Each of the five works made for this commission tries to identify a human space in space at large. Where do we live primarily? We live in a body. The body is enclosed by a skin, which is our first limit. Then there is clothing, that intimate architecture of the body that protects us from the inclemency of the weather. But beyond a set of clothes are fixed shelters. We live in a set of rooms. A room coheres into a building and buildings cohere into villages, towns and cities. But, finally, the limit of our bodies is the perceptual limit of the horizon, the edge of a world that moves with us.
In searching for positions to site the five body-form sculptures, I have looked for locations that are not simply conventional places for sculpture (the grotto, the glade, the lawn, the niche or on the axis of an avenue of trees). I have found the most potent places to be where the horizon is clearly visible and that has often meant the coast. So, I have been drawn to places where the vertical nature of the sculpture can act against the relatively constant horizon of the sea: the promontory on Saddell Beach near Saddell Castle in Argyll; Clavell Tower, the folly on the South Dorset coast; the promontory above Devil’s Limekiln, Lundy; and the Martello Tower near Aldeburgh in Suffolk.
The work is a register for our experience of our own relative positions in space and time, which has led me to choose positions on the edge; the liminal state of the shoreline.
Of course, all of this relates to our identity. The buildings of The Landmark Trust are detached from their original function and, mostly, from the city. I think that they connect with the characteristics and psychology of the British as an island people. The British Isles are set somewhat adrift from the great Eurasian continent, with our various associations with the Norse and Scandinavian countries, the Baltic and indeed our friends across the Atlantic.

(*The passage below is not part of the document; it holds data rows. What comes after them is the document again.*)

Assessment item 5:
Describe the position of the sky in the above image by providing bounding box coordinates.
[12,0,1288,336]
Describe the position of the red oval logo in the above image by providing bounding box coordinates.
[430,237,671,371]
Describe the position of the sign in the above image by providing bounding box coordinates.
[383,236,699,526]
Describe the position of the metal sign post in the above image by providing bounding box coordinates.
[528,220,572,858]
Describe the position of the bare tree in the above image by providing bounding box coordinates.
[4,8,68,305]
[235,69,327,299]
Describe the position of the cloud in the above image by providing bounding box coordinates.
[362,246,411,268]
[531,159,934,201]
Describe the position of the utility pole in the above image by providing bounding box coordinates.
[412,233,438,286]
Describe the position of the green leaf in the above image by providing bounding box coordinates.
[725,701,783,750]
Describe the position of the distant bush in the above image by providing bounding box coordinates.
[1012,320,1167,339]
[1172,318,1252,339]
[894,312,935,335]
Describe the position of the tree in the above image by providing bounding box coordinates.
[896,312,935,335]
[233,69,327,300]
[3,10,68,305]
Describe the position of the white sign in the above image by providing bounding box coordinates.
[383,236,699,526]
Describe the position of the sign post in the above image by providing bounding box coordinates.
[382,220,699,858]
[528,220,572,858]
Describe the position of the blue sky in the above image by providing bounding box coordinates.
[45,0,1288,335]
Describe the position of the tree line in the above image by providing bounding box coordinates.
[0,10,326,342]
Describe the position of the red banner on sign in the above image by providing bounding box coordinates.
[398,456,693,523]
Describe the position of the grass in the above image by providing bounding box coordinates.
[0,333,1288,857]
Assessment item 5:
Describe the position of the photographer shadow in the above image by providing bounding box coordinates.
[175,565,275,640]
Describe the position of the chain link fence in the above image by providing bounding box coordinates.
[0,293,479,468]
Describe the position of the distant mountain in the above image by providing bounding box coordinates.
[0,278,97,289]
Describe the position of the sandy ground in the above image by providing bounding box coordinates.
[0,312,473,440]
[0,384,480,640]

Despite being very aware of our own insularity and separation from the rest of the world, we have developed trading relationships with distant lands and that relationship with the sea, with self and other, with home and the world, has led us to water. Our identity as an island nation is moulded by our relationship with the sea.
I have selected four coastal sites that are countered by the siting of a fifth body-form that will look down into the lock next to Lengthsman’s Cottage in Warwickshire, in the centre of England. The towers and defensive sites on the coastline are here, inland, parried by a state of intimate, domestic exploitation of water as a containable means of transport. I have tried to associate all five works with their sites using the language of architecture and geology, while acknowledging the skin as a ‘weathered edge’.
The challenge was to make every work distinct, to allow its verticality to be a focus, as a kind of rod or conductor for thoughts and feelings that might arise at a place. They are not representations. They are simply displacements, identifying the place where a particular human body once stood and anyone could stand. In that respect they are open spaces, void of ideological or narrative content but waiting for your attention. The works are made of iron: the material that gives this planet its magnetic field, its density and that maintains it in its particular course through the heavens. Although these works are temporary placements, I would like them to act as catalysts for a reflexive engagement with site: both body and space. In the context of The Landmark Trust’s 50th anniversary, it is an occasion to think and feel the nature of our species, its history and future, and its relationship to the huge biodiversity of living beings that exist on the surface of this extraordinary blue planet.